Ensuite, Pilate conduisit le prisonnier saignant et lacéré devant la foule bigarrée et le présenta en disant : « Voici l’homme ! De nouveau, je vous déclare que je ne le trouve coupable d’aucun crime et, après l’avoir flagellé, je voudrais le relâcher. »
Jésus de Nazareth se tenait là, vêtu d’une vieille robe pourpre royale et ceint d’une couronne d’épines qui perçait son front bienveillant. Son visage était souillé de sang et son corps plié de souffrance et de chagrin. Mais rien ne peut émouvoir le cœur insensible de ceux qui sont victimes d’une intense haine émotionnelle et esclaves de préjugés religieux. Ce spectacle engendra un profond frisson dans les royaumes d’un vaste univers, mais ne toucha pas le cœur de ceux qui avaient mentalement décidé d’exterminer Jésus.
Quand ils se furent remis de leur premier choc à la vue du triste état du Maitre, ils ne firent que crier plus fort et plus longuement : « Crucifie-le ! Crucifie-le ! Crucifie-le ! »
Maintenant, Pilate comprenait la futilité de faire appel à leurs hypothétiques sentiments de pitié. Il s’avança et dit : « Je me rends compte que vous avez décidé la mort de cet homme, mais qu’a-t-il fait pour mériter la mort ? Qui veut faire connaitre son crime ? »

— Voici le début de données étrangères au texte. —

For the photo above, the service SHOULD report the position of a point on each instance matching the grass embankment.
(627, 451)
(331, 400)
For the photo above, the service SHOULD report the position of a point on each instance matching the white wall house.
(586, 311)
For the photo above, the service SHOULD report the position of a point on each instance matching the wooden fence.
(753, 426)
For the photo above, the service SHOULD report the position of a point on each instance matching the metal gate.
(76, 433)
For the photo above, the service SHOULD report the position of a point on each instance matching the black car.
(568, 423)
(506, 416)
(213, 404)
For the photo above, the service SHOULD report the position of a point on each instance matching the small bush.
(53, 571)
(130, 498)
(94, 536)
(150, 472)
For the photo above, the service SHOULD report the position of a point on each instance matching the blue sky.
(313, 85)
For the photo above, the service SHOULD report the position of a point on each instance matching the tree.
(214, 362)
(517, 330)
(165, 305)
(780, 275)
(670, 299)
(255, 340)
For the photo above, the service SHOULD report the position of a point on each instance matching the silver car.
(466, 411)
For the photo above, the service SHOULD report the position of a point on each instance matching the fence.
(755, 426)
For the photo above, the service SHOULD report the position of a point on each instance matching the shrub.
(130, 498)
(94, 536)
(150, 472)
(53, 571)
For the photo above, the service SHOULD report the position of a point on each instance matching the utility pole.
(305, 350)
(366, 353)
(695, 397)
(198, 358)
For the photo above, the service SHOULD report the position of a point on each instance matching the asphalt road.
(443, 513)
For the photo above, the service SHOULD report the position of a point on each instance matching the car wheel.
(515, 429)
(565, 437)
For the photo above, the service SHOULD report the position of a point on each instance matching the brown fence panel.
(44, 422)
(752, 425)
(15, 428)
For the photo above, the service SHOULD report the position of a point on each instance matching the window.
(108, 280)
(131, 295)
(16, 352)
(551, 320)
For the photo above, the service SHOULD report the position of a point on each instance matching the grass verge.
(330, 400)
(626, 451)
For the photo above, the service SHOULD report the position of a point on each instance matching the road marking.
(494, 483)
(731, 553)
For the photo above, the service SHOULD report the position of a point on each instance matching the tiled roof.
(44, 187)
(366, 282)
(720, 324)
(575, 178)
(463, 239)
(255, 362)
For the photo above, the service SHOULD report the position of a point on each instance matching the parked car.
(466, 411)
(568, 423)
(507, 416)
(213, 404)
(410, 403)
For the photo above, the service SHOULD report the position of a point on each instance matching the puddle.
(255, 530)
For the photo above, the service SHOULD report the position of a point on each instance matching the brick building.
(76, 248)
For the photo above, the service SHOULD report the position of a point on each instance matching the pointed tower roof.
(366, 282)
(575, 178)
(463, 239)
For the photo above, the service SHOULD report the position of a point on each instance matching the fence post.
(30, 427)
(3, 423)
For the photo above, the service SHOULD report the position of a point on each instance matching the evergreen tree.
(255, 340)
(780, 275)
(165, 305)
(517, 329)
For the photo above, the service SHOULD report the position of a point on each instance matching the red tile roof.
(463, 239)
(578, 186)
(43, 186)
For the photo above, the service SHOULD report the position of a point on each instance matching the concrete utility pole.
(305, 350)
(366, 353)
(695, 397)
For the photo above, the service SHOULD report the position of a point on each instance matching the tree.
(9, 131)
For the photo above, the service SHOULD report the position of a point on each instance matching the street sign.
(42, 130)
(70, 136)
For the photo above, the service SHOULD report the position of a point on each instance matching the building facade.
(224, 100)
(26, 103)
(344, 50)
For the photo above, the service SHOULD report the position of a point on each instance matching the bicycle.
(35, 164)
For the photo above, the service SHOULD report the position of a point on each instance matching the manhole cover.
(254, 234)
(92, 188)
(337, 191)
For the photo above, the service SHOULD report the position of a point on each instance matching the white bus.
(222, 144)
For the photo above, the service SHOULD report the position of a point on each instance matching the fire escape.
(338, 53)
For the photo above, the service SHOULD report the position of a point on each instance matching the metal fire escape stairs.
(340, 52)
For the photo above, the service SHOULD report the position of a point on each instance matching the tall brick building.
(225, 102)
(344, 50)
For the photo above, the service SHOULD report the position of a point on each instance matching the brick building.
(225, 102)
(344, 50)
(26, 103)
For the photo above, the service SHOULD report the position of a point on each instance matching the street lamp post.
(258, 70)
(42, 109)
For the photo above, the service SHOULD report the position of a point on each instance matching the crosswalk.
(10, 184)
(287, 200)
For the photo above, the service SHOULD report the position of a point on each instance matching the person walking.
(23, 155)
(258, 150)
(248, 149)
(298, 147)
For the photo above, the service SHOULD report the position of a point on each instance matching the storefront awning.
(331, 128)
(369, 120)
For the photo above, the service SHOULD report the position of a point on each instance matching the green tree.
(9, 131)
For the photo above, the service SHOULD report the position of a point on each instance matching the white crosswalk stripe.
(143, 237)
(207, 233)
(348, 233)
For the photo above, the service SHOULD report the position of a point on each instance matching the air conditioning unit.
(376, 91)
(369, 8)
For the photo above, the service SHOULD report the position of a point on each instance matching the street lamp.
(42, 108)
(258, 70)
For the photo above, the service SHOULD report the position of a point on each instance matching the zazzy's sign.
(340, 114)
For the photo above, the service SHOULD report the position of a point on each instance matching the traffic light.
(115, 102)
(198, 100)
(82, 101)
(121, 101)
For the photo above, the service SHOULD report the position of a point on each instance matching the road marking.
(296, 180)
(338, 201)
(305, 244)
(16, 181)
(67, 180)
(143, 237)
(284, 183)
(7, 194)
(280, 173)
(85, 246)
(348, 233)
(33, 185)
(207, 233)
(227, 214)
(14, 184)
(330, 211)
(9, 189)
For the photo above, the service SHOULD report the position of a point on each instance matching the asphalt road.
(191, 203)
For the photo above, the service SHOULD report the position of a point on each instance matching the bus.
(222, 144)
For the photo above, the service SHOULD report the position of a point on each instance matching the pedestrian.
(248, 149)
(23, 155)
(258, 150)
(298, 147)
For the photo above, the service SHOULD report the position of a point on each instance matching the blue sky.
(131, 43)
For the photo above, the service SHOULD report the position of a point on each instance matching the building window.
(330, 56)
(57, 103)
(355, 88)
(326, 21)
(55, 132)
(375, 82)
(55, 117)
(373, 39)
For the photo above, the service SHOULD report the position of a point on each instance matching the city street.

Alors le grand-prêtre lui-même s’avança, monta les marches vers Pilate et déclara avec irritation : « Nous avons une loi sacrée d’après laquelle cet homme doit mourir parce qu’il a lui-même proclamé qu’il était le Fils de Dieu. » Lorsque Pilate entendit cela, il fut d’autant plus effrayé, non seulement par les Juifs, mais en se souvenant du message de sa femme et de la mythologie grecque où les dieux descendent sur terre ; il tremblait maintenant à l’idée que Jésus pouvait être un personnage divin. Il adressa un salut de la main à la foule pour la faire tenir tranquille, tandis qu’il prenait Jésus par le bras et le reconduisait à l’intérieur de l’édifice pour l’interroger encore une fois. Pilate était maintenant tenaillé par la peur, déconcerté par la superstition et épuisé par l’entêtement de la populace.